In this study of the colonial contexts of US-backed Israeli atrocities in West Asia, Denijal Jegić analyses the victim-blaming narratives employed by media actors to justify the extension of genocide into Lebanon.
While the Israeli regime continues to commit unspeakable crimes in its genocide against the Palestinian population in Gaza, the regime has in recent weeks intensified its war against Lebanon, in addition to its hostilities against Iran, Syria and Yemen. Israel’s relentless and sadistic war against Lebanon follows a similar approach as its genocide in Gaza. The Israeli regime is bombarding civilians and civilian infrastructure, spreading death and destruction in its attempted settler-colonial conquest. The Israeli effort to confront the Lebanese resistance and make at least parts of the country uninhabitable has received considerable backing from Western political elites as well as mainstream media. Just like in Gaza, corporate mainstream media has contributed to the manufacturing of consent for genocide in Lebanon.
Genocide and Settler-Colonial Conquest
The Lebanese resistance movement Hezbollah intervened in the Israeli genocide in Palestine in October 2023 and had for months carried out resistance operations targeting Israeli military infrastructure, in order to engage the Israeli military in the north of Occupied Palestine and thus reduce pressure on the Palestinian people being killed under Israeli blockade. Although the manufactured colonialist narrative presents October 7 as the starting point of the war, Hamas’ operation was conducted in the context of an ongoing Israeli illegal military occupation and blockade of Palestine and over a century of Zionist colonialism. Lebanon and Israel have been in a state of war since the violent proclamation of that state during the Nakba in 1948 when “Israel” launched its first attacks against civilians in South Lebanon.

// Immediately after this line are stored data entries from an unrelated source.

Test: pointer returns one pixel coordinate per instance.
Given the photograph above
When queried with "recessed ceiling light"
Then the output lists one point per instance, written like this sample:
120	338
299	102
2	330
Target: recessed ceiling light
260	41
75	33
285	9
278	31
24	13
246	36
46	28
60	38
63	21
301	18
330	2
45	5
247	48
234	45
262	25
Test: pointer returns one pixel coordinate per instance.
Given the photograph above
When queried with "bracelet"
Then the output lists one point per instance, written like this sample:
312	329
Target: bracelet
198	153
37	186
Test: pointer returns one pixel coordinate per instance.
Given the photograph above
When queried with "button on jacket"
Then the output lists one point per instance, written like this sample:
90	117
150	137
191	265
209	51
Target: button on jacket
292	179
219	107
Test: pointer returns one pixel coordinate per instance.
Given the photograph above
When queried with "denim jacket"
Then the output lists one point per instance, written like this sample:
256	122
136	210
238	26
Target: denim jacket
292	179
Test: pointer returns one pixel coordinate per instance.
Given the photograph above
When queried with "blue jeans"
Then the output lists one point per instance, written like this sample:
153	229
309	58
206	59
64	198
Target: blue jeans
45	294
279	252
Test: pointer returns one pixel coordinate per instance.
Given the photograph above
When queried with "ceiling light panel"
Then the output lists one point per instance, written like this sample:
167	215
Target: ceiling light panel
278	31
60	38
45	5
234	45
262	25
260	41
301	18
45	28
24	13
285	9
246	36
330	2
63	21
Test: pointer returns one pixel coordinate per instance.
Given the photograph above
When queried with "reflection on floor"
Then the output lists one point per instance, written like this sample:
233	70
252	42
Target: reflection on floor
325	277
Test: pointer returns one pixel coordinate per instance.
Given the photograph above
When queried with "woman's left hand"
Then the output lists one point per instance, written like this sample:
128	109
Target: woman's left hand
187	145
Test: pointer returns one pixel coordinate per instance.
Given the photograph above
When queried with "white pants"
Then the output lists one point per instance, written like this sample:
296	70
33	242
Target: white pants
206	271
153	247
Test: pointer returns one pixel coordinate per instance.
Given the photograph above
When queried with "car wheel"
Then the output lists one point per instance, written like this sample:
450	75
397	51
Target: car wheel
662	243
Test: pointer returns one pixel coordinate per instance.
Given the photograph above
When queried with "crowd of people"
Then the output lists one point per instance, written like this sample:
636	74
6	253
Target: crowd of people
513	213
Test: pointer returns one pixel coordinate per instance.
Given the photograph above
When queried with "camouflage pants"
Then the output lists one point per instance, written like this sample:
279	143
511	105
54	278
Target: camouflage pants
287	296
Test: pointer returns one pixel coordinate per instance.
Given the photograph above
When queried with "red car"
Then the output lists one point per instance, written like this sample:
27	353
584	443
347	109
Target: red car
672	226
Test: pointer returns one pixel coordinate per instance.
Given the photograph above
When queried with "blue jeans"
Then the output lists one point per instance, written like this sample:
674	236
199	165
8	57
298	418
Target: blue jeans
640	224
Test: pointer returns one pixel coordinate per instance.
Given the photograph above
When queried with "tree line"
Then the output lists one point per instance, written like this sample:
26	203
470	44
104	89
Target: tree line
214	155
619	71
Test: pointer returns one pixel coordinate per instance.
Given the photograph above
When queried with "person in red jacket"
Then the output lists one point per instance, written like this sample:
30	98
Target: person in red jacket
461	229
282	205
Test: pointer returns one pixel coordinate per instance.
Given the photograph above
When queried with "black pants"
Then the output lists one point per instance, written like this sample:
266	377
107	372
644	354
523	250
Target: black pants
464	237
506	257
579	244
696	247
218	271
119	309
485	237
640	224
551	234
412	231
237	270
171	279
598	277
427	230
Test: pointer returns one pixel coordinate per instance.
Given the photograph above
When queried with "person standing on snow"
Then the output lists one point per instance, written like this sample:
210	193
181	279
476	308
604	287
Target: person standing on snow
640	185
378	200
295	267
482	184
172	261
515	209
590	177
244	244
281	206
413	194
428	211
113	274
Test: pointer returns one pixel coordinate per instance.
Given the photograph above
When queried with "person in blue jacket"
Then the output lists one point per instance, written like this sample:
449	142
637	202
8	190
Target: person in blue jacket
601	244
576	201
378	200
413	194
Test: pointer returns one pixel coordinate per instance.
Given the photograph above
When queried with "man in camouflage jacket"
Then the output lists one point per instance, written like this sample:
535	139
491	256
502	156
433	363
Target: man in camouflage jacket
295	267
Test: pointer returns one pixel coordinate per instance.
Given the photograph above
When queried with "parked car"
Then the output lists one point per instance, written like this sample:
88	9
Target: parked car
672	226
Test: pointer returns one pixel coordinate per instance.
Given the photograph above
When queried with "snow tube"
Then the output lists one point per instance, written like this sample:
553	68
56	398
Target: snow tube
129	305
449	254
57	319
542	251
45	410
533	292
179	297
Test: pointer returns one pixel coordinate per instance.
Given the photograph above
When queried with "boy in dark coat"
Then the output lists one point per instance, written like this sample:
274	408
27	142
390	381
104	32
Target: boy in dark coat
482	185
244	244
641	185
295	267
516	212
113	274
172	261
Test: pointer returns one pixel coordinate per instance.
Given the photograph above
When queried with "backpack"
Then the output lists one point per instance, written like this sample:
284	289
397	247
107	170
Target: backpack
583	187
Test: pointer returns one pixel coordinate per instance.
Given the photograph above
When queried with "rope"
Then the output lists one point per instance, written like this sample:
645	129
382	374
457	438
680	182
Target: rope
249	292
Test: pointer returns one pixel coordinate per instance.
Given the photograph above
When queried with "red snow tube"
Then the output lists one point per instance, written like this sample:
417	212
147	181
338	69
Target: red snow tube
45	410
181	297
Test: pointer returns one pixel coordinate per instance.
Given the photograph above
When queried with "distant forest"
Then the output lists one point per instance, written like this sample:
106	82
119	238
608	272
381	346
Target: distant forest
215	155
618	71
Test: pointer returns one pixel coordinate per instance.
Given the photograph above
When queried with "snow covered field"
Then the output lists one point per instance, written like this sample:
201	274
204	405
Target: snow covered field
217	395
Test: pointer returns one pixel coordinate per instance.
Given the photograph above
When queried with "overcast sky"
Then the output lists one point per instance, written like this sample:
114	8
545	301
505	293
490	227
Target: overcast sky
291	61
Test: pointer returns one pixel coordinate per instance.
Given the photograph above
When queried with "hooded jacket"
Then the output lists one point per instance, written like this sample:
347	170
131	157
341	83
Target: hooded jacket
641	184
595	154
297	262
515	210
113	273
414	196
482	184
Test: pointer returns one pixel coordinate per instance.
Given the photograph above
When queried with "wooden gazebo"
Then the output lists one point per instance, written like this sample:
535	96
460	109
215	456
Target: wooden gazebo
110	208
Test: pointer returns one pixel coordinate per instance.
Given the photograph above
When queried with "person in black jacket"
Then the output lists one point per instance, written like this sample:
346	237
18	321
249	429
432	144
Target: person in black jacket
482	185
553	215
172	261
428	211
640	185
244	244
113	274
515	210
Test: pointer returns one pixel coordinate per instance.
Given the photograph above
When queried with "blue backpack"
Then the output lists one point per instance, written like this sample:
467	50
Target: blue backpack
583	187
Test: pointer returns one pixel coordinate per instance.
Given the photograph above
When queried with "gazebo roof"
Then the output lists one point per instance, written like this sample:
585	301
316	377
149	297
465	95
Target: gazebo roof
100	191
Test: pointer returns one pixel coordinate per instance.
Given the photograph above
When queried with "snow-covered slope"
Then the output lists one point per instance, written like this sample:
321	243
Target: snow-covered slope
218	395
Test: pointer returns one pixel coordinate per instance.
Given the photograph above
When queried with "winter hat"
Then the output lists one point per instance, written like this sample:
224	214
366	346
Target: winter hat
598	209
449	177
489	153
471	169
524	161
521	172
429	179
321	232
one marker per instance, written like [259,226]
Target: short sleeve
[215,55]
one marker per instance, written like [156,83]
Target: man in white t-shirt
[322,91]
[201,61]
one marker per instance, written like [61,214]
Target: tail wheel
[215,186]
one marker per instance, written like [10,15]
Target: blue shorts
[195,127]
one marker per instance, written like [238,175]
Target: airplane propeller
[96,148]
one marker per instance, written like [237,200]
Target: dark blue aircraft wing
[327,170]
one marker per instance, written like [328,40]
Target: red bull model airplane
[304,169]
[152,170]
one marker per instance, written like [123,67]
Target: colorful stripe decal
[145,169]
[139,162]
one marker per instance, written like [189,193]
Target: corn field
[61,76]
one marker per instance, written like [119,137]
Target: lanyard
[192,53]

The current Israeli war on Lebanon is thus a continuation of the Zionist settler-colonial conquest. Since the proclamation of the state of Israel in 1948, the regime has invaded Lebanon on numerous occasions and terrorized the South of Lebanon during a brutal military occupation. Israeli presence in Lebanon has been characterized by war crimes, massacres, death and destruction. Israel’s current terror campaign against Lebanon represents an attempt to weaken the Lebanese resistance movement Hezbollah, primarily because of Hezbollah’s intervention in the genocide and solidarity with the people of Gaza in the absence of any response from the international community.
Turning Beirut into Gaza
Since its unprecedented escalation of the genocide in Gaza in the last year, the Israeli regime has doubled down on its genocidal fantasies toward Lebanon, which had been repeatedly proclaimed by members of the regime in previous years and, in fact, span the history of the regime’s colonial communication. Following declarations that Israel would send Lebanon back to the Stone Age and obliterate its civilian infrastructure, the Netanyahu regime threatened in the past few months that it would turn Beirut into Gaza.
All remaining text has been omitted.